Directors of an insolvent company owe a fiduciary duty to the general body of creditors of company. Directors may be found in breach of such duties if they continue the business of their company without due regard for the collective interest of the creditors.

There is, however, no specific rule which states that a company may not continue their operations if it is deemed to be insolvent. However, if a director of a company, with knowledge, contracts a debt, which at the time they had no reasonable or probable ground to expect the company’s ability to repay, then that director may be charged as guilty for an offence and shall be liable upon conviction of a fine of up to S$2,000 or to a prison term of up to three months. The Act also states that civil liability to a company for losses incurred, without limitation of personal liability, may follow if such criminal liability is made out.

A director may also be criminally liable for winding up if it appears that any business or company was carried on with the intent to defraud creditors.

The court may also make an order to disqualify a director from being a director or being involved in the management of a company for a period of up to five years if, in an insolvent company, the director’s conduct makes him or her unfit to be in the position of a director or have any involvement in the management of other companies.

Generally, a company’s directors and agents are not deemed to be personally liable for the debts or obligations of the company. However, a director of a company may be deemed to be personally liable in respect of antecedent transactions made by the company that are eventually set aside by the court due to how these are considered breaches of the director’s fiduciary duty to the general body of creditors.

At all times, a director ought to act honestly and make use of reasonable diligence in the discharge of her duties. A director must not make improper use of their position to gain an advantage for themself or any other person or to cause detriment to the company. A director of a company found to be in breach of the aforementioned duties may incur both civil and criminal liability:

 

  • Civil liabilityà the errant director is liable to the company for any profit made by them for any damage suffered by the company resulting from the breach; and

 

  • Criminal liability à the director will be liable on conviction of a fine of up to $5,000 or to imprisonment of up to 12 months.

 

Defences available to directors in the context of an insolvency or reorganisation

According to the Act, lack of intention to (i) defraud, (ii) conceal the state of affairs of the company or (iii) defeat the law may be constituted as good defence.

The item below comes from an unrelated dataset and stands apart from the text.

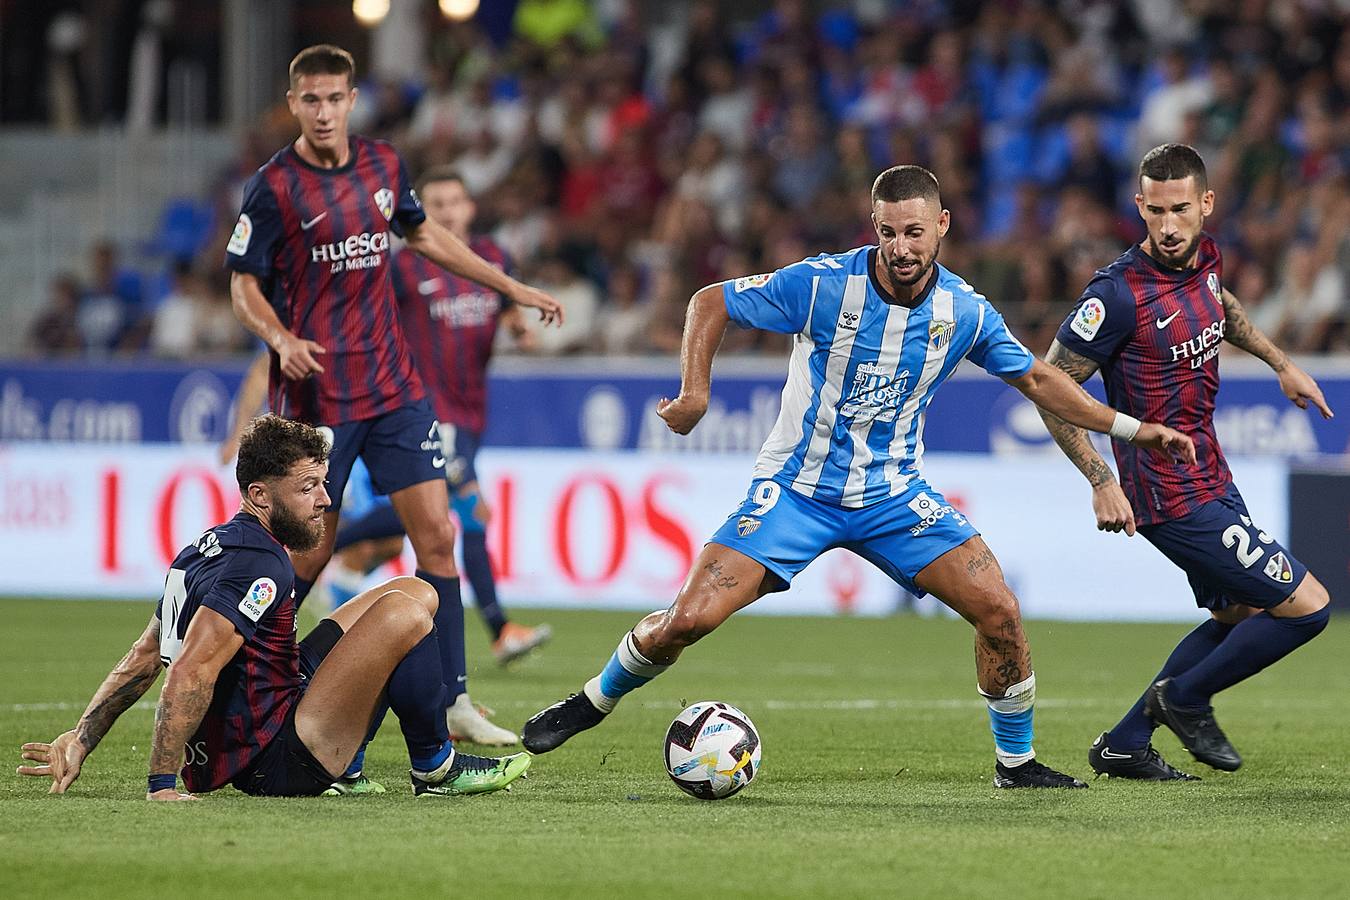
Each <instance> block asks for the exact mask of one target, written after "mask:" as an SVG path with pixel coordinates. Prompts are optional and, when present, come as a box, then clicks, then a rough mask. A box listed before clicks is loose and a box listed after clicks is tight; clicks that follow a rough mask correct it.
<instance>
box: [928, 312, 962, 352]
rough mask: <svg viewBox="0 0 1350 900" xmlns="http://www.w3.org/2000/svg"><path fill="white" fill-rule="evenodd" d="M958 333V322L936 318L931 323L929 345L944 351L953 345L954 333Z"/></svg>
mask: <svg viewBox="0 0 1350 900" xmlns="http://www.w3.org/2000/svg"><path fill="white" fill-rule="evenodd" d="M953 332H956V322H953V321H944V320H940V318H934V320H933V321H931V322H929V343H930V344H933V349H942V348H944V347H946V345H948V344H950V343H952V333H953Z"/></svg>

Under section 239 of the Insolvency, Restructuring and Dissolution Act 2018 (“IRDA”), exposure to personal liability for wrongful trading of the company is not limited to directors and officers of the company. ‘Any person who was a party to the company trading in that manner’ may be deemed personally liable.

 

Shift in director’s duties

In accordance with the laws in Singapore, a company director’s fiduciary duty to act in the company’s best interests shifts to act in the best interests of the creditors of the company where the company is insolvent or near insolvency.

 

Shift in director’s duties Director’s powers after proceedings commence

In a scheme, the company’s management remains vested in the current board of directors.

In Judicial Management (“JM”), all the powers of the director are transferred to the judicial managers for the period the JM order lasts. Further, the director’s powers of management also cease.

The director’s powers of a company in the case of liquidation cease upon the appointment of a liquidator, except to the extent that the liquidator approves.